After ensuring that the bacteria cannot pass through the dialyzer, we considered that bacteria might secret protein when grown or after death, which might pass through the fiber tube and get into the blood, leading to the immune response. So we did the leakage experiment to find out how much protein can be leaked. M9 with Bacillus subtilis (Bacillus subtilis was grown in LB medium overnight, bacteria was centrifuged and added into M9 medium) and M9 were added into the bacteria culture flask and simulated blood flask separately. Samples were taken for BCA protein assay at the time. The device ran for 4 hours to simulate the application in real condition. After that, samples from bacteria culture flask and stimulated blood flask were taken for BCA protein assay. To our surprise, the result showed that after the running of the device, protein concentration was the same or even decreased (Table 7). We suspected that it’s due to that the dialyzer can absorb some protein in it (the surface of the fiber tube, eg.), which means that, at least in our experiment, the biosafety of our device is highly promising.
To simulate the possible veins that might be used in the clinics, we took out one experiment. For simulated femoral vein, we set the flow rate in the simulated blood extracorporeal circulation part and the bacterial circulation part to be 60ml/min; for simulated cephalic vein, we set the flow rate in the simulated blood extracorporeal circulation part and the bacterial circulation part to be 14ml/min. The experiment is carried out as protocol and the data we get is shown below in table 8.
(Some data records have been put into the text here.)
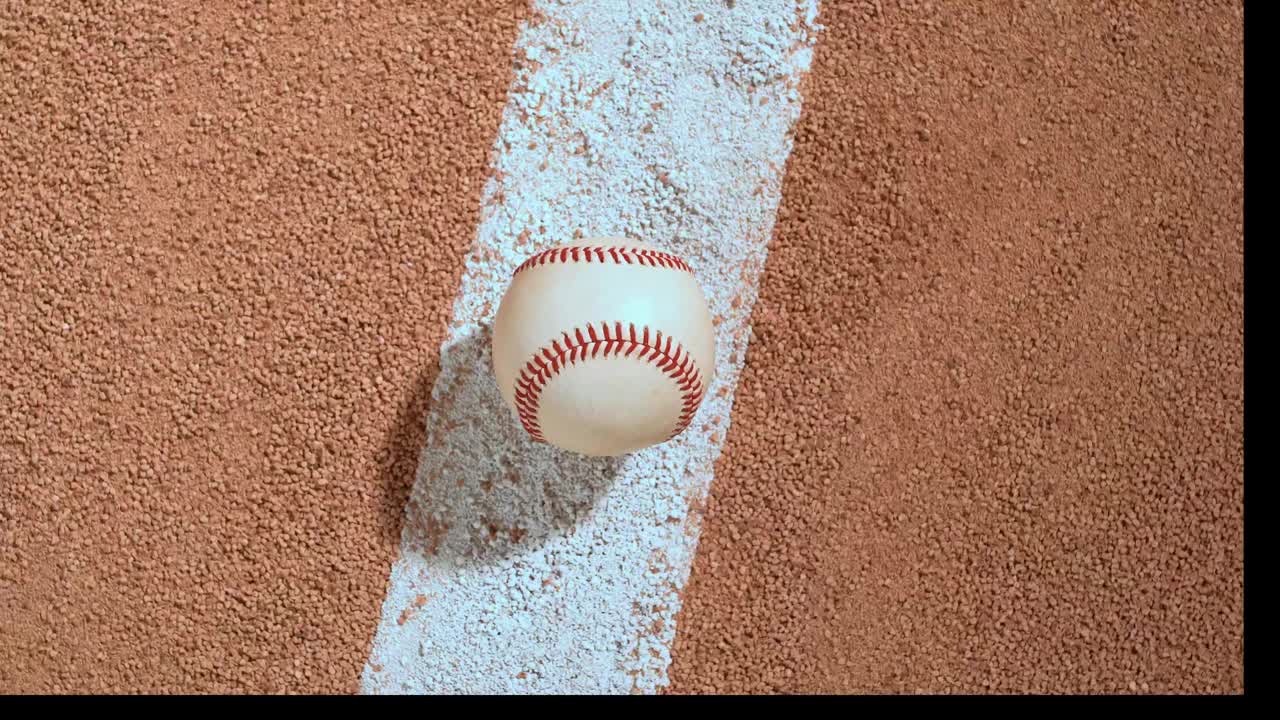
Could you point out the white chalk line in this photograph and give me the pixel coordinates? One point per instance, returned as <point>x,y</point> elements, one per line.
<point>524,569</point>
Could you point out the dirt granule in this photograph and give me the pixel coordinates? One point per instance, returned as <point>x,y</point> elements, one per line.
<point>990,433</point>
<point>229,240</point>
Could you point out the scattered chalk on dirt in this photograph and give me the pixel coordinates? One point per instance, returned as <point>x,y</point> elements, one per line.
<point>988,437</point>
<point>552,572</point>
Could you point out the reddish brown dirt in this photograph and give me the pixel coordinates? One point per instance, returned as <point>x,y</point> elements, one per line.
<point>990,432</point>
<point>229,240</point>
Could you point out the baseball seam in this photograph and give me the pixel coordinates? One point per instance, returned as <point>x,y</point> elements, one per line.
<point>617,255</point>
<point>600,340</point>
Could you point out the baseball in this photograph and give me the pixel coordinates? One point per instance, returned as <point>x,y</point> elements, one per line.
<point>603,346</point>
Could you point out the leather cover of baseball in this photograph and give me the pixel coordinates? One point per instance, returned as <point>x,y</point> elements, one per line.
<point>603,346</point>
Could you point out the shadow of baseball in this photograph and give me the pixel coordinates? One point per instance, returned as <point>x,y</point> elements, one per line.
<point>484,491</point>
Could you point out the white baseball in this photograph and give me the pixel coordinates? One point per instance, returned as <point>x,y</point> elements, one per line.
<point>603,346</point>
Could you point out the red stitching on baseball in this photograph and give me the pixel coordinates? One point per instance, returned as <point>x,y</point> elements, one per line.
<point>667,355</point>
<point>620,255</point>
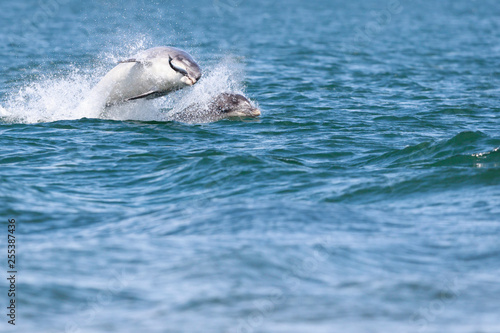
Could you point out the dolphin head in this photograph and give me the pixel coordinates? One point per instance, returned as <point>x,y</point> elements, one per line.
<point>234,105</point>
<point>183,63</point>
<point>176,60</point>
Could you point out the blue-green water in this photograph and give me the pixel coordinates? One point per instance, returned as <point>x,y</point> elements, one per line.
<point>364,199</point>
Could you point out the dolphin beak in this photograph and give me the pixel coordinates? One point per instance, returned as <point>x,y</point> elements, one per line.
<point>255,112</point>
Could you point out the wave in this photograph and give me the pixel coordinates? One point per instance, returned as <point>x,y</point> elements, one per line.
<point>464,149</point>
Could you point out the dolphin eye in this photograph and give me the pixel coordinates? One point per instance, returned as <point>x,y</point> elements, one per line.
<point>175,68</point>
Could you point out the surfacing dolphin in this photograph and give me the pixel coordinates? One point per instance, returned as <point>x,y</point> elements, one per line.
<point>225,105</point>
<point>151,73</point>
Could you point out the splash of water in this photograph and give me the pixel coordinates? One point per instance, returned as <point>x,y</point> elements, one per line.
<point>56,97</point>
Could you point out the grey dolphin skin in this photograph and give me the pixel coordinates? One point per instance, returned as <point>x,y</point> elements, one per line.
<point>225,105</point>
<point>151,73</point>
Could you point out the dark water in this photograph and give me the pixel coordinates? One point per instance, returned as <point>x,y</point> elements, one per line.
<point>365,199</point>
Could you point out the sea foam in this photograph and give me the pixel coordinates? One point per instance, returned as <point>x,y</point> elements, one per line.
<point>59,95</point>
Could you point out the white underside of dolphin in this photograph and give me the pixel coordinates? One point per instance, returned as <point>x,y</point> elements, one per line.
<point>151,73</point>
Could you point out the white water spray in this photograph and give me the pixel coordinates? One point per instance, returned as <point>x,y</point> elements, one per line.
<point>58,97</point>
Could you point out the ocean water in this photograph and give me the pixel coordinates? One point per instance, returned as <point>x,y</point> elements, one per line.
<point>364,199</point>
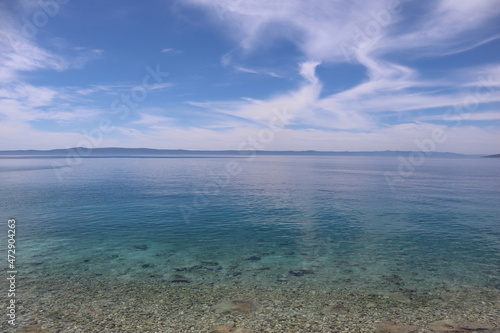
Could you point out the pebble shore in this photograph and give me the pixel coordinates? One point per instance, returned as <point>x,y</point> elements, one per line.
<point>67,306</point>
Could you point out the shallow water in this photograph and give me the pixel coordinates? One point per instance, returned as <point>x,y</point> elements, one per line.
<point>312,223</point>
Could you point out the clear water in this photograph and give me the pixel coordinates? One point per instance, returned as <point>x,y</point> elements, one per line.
<point>124,219</point>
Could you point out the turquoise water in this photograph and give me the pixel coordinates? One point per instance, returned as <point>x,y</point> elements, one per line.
<point>279,221</point>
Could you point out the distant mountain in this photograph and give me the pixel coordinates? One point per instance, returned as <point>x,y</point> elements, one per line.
<point>147,152</point>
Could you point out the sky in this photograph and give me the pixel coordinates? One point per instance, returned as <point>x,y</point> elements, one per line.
<point>331,75</point>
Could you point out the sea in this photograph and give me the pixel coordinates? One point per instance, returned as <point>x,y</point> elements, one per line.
<point>377,225</point>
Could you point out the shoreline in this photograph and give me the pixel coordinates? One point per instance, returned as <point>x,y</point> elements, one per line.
<point>50,305</point>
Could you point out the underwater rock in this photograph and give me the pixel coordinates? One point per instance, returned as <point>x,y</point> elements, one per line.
<point>393,278</point>
<point>282,279</point>
<point>300,272</point>
<point>228,328</point>
<point>32,329</point>
<point>179,279</point>
<point>451,326</point>
<point>334,309</point>
<point>204,265</point>
<point>236,306</point>
<point>393,327</point>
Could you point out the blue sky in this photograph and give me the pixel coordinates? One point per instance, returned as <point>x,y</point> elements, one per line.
<point>234,74</point>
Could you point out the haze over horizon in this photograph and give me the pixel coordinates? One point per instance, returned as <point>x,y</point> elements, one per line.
<point>276,75</point>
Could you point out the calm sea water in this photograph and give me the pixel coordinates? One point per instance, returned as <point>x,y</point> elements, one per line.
<point>276,220</point>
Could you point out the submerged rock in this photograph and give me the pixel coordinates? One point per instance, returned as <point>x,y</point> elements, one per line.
<point>32,329</point>
<point>300,272</point>
<point>203,265</point>
<point>176,278</point>
<point>228,328</point>
<point>335,309</point>
<point>393,327</point>
<point>451,326</point>
<point>236,306</point>
<point>141,247</point>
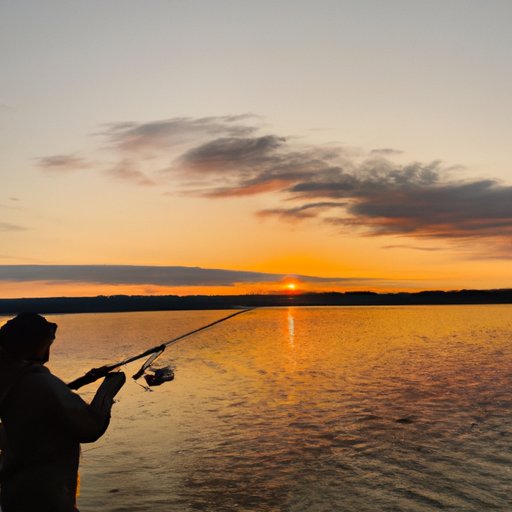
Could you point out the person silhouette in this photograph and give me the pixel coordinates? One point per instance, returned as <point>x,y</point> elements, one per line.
<point>43,422</point>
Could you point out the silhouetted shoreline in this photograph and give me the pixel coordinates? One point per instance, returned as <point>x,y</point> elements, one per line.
<point>119,303</point>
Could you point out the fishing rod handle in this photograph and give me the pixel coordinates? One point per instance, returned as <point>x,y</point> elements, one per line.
<point>91,376</point>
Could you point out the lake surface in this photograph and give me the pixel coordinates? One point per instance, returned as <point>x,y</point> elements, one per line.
<point>303,409</point>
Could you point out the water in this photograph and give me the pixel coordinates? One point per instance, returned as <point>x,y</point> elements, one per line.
<point>303,409</point>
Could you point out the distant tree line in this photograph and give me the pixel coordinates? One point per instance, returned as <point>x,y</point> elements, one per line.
<point>118,303</point>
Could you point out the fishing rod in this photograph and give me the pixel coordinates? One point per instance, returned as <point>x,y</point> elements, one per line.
<point>154,352</point>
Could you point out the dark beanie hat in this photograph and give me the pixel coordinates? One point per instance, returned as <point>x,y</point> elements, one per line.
<point>25,332</point>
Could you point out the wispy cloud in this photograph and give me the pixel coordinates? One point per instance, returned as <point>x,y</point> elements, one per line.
<point>149,275</point>
<point>232,156</point>
<point>62,163</point>
<point>413,247</point>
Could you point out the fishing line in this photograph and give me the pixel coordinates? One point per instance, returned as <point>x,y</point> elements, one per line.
<point>159,376</point>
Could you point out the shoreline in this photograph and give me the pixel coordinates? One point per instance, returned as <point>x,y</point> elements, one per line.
<point>133,303</point>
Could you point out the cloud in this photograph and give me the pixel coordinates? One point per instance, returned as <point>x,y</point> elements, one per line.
<point>367,193</point>
<point>305,211</point>
<point>62,163</point>
<point>126,171</point>
<point>160,136</point>
<point>412,247</point>
<point>5,226</point>
<point>386,152</point>
<point>148,275</point>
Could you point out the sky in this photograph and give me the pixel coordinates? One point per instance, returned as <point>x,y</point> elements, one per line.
<point>223,146</point>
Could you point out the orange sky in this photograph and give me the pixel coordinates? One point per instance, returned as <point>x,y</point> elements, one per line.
<point>358,148</point>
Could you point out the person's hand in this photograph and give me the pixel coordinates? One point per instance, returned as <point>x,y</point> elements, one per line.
<point>114,382</point>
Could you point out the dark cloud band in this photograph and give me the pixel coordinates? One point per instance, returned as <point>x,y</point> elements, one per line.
<point>148,275</point>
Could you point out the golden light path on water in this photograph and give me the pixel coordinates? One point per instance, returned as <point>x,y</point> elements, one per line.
<point>303,409</point>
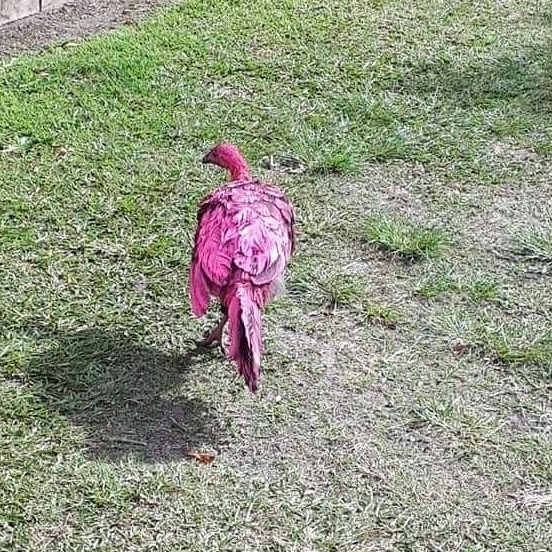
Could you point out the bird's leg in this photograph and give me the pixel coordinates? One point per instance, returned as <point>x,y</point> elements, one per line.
<point>215,336</point>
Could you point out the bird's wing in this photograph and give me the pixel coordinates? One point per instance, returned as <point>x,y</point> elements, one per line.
<point>212,255</point>
<point>265,233</point>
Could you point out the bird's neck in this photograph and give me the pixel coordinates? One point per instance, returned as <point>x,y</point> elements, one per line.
<point>239,172</point>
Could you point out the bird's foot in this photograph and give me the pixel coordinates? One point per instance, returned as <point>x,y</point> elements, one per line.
<point>213,338</point>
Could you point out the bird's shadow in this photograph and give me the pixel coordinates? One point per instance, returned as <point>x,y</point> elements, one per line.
<point>129,399</point>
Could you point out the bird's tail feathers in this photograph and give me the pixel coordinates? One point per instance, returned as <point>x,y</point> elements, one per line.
<point>245,328</point>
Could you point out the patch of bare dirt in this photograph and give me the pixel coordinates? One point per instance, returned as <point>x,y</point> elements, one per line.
<point>72,21</point>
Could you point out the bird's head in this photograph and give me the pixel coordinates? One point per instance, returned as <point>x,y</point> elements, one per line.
<point>228,157</point>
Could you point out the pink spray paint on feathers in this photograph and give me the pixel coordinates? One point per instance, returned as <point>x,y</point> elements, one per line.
<point>245,236</point>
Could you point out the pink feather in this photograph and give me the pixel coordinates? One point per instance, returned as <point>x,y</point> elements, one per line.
<point>244,240</point>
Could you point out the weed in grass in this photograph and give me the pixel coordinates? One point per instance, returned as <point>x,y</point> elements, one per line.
<point>384,315</point>
<point>476,287</point>
<point>535,243</point>
<point>338,290</point>
<point>511,343</point>
<point>404,238</point>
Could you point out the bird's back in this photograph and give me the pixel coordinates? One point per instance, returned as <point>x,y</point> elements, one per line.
<point>245,233</point>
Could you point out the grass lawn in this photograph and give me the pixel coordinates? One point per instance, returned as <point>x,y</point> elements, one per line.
<point>406,392</point>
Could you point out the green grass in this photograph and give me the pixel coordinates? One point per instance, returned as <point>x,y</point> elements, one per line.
<point>535,243</point>
<point>404,238</point>
<point>386,421</point>
<point>444,281</point>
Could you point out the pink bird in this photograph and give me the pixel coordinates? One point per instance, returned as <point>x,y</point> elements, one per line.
<point>244,239</point>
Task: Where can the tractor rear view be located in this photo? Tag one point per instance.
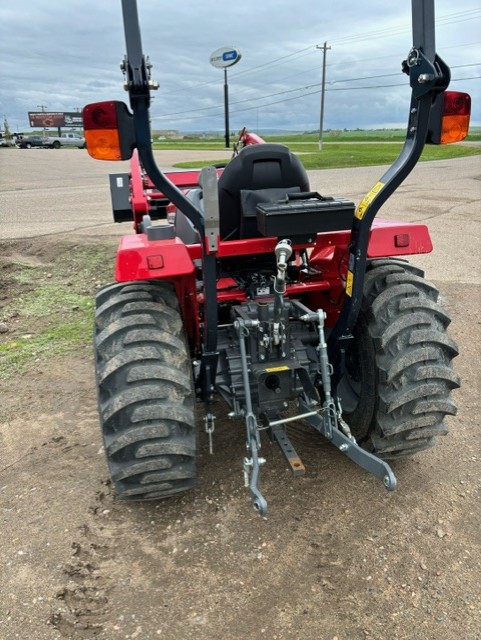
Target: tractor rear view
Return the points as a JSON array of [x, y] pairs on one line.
[[287, 304]]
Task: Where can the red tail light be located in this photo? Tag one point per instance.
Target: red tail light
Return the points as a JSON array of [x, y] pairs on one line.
[[109, 133], [449, 121]]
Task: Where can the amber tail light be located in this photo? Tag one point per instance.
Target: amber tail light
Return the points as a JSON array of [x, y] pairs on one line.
[[449, 120]]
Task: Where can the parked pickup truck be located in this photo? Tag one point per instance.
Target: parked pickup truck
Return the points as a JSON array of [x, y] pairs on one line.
[[67, 140]]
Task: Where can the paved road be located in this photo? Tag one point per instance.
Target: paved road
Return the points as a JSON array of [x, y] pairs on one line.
[[65, 192]]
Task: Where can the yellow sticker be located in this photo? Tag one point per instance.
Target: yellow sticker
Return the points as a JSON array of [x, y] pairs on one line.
[[349, 282], [366, 201]]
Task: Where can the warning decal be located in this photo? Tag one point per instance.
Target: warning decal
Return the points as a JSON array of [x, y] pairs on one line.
[[366, 201], [349, 282]]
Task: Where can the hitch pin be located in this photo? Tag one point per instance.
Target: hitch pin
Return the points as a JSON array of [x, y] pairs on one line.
[[209, 420]]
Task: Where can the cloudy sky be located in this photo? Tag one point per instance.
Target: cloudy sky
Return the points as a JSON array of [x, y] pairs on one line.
[[65, 54]]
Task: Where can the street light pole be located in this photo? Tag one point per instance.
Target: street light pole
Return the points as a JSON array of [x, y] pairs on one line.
[[226, 110], [223, 58], [324, 48]]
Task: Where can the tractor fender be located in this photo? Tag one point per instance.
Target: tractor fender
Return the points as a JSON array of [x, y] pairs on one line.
[[141, 259]]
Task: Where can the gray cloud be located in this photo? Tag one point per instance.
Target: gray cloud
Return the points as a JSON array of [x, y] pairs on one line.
[[66, 54]]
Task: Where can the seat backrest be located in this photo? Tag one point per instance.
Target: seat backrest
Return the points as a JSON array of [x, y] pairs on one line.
[[262, 166]]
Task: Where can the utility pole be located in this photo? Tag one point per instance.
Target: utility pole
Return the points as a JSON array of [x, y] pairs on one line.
[[42, 108], [324, 48]]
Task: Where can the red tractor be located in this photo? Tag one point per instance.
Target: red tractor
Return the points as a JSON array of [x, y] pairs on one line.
[[288, 304]]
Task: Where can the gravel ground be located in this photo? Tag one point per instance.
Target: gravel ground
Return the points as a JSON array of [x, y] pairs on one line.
[[336, 558]]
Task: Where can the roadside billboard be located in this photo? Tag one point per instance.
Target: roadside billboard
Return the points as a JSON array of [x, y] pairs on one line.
[[47, 119]]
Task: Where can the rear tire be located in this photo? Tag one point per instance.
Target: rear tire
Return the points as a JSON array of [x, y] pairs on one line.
[[396, 392], [145, 390]]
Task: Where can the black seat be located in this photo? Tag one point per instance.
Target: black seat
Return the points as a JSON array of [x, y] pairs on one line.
[[270, 169]]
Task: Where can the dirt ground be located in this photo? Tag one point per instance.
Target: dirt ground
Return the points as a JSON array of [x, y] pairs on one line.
[[336, 558]]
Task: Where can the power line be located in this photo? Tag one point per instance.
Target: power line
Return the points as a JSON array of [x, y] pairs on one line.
[[310, 86]]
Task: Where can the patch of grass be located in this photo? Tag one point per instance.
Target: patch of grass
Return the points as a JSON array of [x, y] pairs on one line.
[[338, 156], [50, 308]]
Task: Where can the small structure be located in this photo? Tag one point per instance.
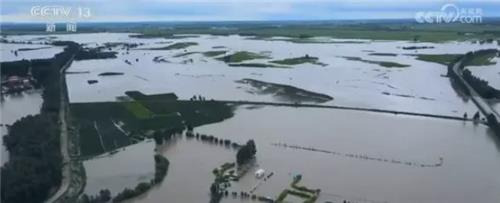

We transferred the data into the concentration of uric acid and plotted them. Data-fitting is done to verify that the data conforms to the model, and the result is shown below:
According to figure 6 and figure 7 and parameters (in table 9 and table 10) got from data-fitting, we can find that for femoral vein simulation, the fitting curve matches the plotted data very well. But the match between experiment data and fitting curve of cephalic vein simulation is not so good. While the values of k in the two results are not the same. The reason for those conditions could be that when the flow rate is low, the assumption of uniform uric acid concentration is not valid. Which can be justified in the future work. The results show that efficiency of uric permeating in femoral vein simulation is much better than that in cephalic vein simulation, because for the former one approximately 30 minutes are needed to reach concentration equilibrium but for the later one the time consumed is about 1 hour. It suggests that femoral vein could be more feasible for our device to work with. But there is also an application for cephalic vein. The traditional dialysis demands abundant dialysate fluid to keep the concentration gradient but our bacteria can metabolize uric acid permeated into the bacterial circulation which means we do not need vast dialysate fluid. This working characteristic together with the microminiaturization of sensors make it possible for our hardware to become a wearable device.